I quickly learned that social media was a necessary component for establishing a business in today’s world. What I did not know, but quickly discovered, was that social media was my lifeline to other physicians; it was my “phone a friend.” It turns out, I was not alone. Other doctors had been in the same boat. Perhaps they had not been “let go” and had instead made the courageous proactive choice to jump ship, acknowledging their unhappiness and discontent with the post-tsunami mess that is health care today. Nevertheless, what I discovered through my social media connections, was mind-blowing. It was then that I realized that the bond still exists; while we were all just quietly trying to make it all work in our toxic situations, there was a geyser of collective frustration reaching a hot boil.
Whenever doubt starts to poison my mind, whenever I regress to self-blame, I am reminded in my colleague’s posts and their responses to my posts, that I am on the better path. And perhaps the yellow brick road was leading me here all along.
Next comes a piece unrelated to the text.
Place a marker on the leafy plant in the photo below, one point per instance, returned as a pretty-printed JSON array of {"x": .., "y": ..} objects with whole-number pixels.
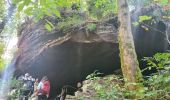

I may be “solo,” but I’ve never felt more a part of a group. In fact, I am a member of more than 10 Facebook groups, ranging from Women Physiatrists and Fit Female Physicians to Private Practice Physicians and Doctors on Social Media. Social media has given us a safe space to connect, to rant, to encourage, and to collaborate. My Instagram followers are my cheerleaders and my support system — and I am theirs. I have reconnected to medical students and residents through Doximity and LinkedIn. Physicians are thousands of stars in a galaxy, coexisting and united by the gravitational pull of our commitment to do the right thing.
We are not victims at all. We do not have to wallow in “physician burnout” or “moral injury.” And while my sentiment may not outwardly reflect the majority of physicians, I know now that I am not alone. I would venture to guess that in the back of every doctor’s mind is the conflict we are faced with today. Who do we work for? What do we stand for? The answers are not clear for many, but this is the time to figure it out. The power we have together is limitless.